Denise Strong, owner of Pawz On Main, said that reflective products are higher in demand at her Cottonwood, Ariz.-based store.
Fun and unique product designs also regularly come in to market.
“Our new Bristol Collection showcases six designs that have become our best-sellers,” said Donna Bodell, vice president of Up Country in East Providence, R.I. “It includes our popular Heart of Gold, Floaties and Pink Madras designs. The collar designs all have matching leads and harnesses.”
Alison Cremeans, marketing manager of MiracleCorp, said the company is constantly working on innovative products or ways to enhance its current nylon assortment. The Moraine, Ohio-based company, which includes the brand Hamilton Products, plans to release two new nylon collections at SuperZoo, which will be held Aug. 20-22 in Las Vegas.
The collar, leash and harness category offers retailers the opportunity to really get creative with their displays, especially since these products are often so colorful.
Donna Bodell, vice president of Up Country in East Providence, R.I., suggested showing collars on bars so that shoppers can fully see the designs.
“This creates a wall of color that is irresistible,” she added.
Patterns also immediately attract most pet owners, according to Alison Cremeans, marketing manager of MiracleCorp, the Moraine, Ohio-based company behind the brand Hamilton Products. Next, consumers will see if their dog’s size is available. As such, Cremeans recommended that retailers put sets together that support a consumer’s decision-making process.
“Putting matching collars, leashes and harnesses together can help pet parents find what they need or like quickly,” Cremeans said.
Utilizing unique shelving or displays can also attract customers to the section, said Alisha Navarro, president and
CEO of 2 Hounds Design in Indian Trail, N.C.

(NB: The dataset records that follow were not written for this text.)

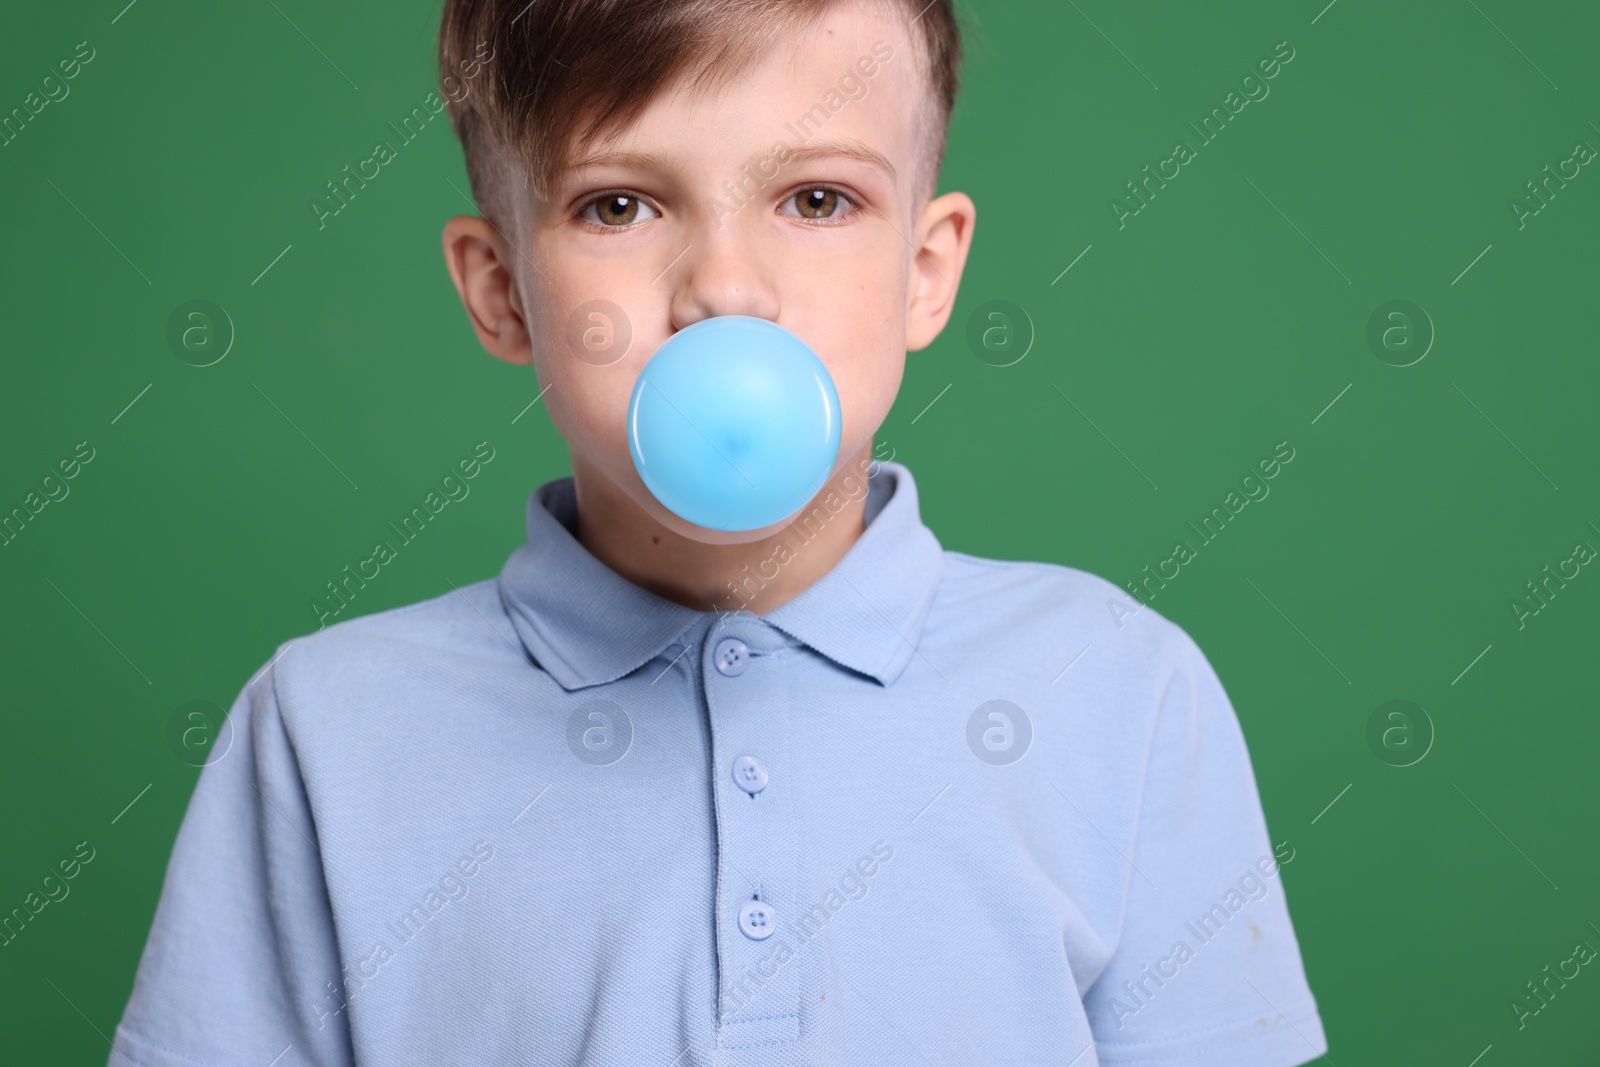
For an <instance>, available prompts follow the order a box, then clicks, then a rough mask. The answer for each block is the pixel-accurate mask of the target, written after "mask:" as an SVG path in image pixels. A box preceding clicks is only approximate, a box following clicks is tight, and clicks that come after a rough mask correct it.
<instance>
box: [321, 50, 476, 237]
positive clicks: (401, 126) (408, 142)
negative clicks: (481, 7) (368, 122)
mask: <svg viewBox="0 0 1600 1067" xmlns="http://www.w3.org/2000/svg"><path fill="white" fill-rule="evenodd" d="M485 48H486V45H483V43H480V45H478V48H477V53H475V58H474V59H464V61H462V62H461V64H459V67H458V70H456V74H459V75H461V77H459V78H458V77H456V75H454V74H450V75H445V80H443V86H445V96H446V98H448V99H450V101H451V102H459V101H462V99H466V98H467V94H469V93H470V91H472V78H475V77H477V75H478V74H482V72H483V67H485V66H486V64H488V62H490V61H491V59H494V51H493V50H491V51H490V54H486V56H485V54H483V50H485ZM442 110H445V101H442V99H440V98H438V93H429V94H427V96H424V98H422V104H421V106H418V107H413V109H411V114H408V115H406V117H405V118H402V120H400V126H397V125H394V123H392V122H390V123H389V128H390V130H394V131H395V134H398V147H405V146H408V144H411V142H413V141H416V139H418V136H419V134H421V133H422V130H426V128H427V125H429V122H432V120H434V117H435V115H438V114H440V112H442ZM395 158H398V152H397V146H394V144H390V142H389V141H379V142H376V144H374V146H373V154H371V155H368V157H366V158H365V160H360V162H357V165H355V173H350V165H349V163H346V165H344V178H338V179H330V181H328V182H325V184H326V187H328V198H326V202H325V200H323V197H320V195H318V197H312V198H310V200H307V202H306V203H307V205H309V206H310V213H312V216H315V219H317V229H318V230H322V229H326V227H328V219H331V218H333V216H336V214H339V213H341V211H344V210H346V208H347V206H350V200H354V198H355V194H357V190H358V189H366V182H370V181H374V179H376V178H378V176H379V174H381V173H382V168H384V166H387V165H389V163H392V162H394V160H395ZM368 166H371V173H370V174H368V173H366V168H368ZM334 181H338V182H339V184H338V186H336V184H334ZM350 182H355V186H354V187H352V186H350Z"/></svg>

“I’ve seen tons of gorgeous displays over the years, from dog mannequins to reclaimed pallets and ladders with collars hanging from them,” Navarro said.
Nancy Guinn, owner of Dog Krazy, which has five stores in Virginia, hangs collars on curtain rods.
“It makes them much easier to see rather than on slat wall hooks,” Guinn said. “Our harnesses are on stuffed dogs throughout our stores so that if someone comes in without their dog, we can show them how it works on a stuffed animal.”
While colorful displays might draw customers to a product, they don’t always facilitate a purchase. Sometimes, pet owners need a bit more guidance.
“To keep customers coming back to your store, you must offer what e-commerce retailers cannot, which is simply face-to-face interaction with an expert,” Cremeans said. “Engage with store visitors, ask questions, listen carefully and help them solve whatever problem they might be encountering as a pet owner.”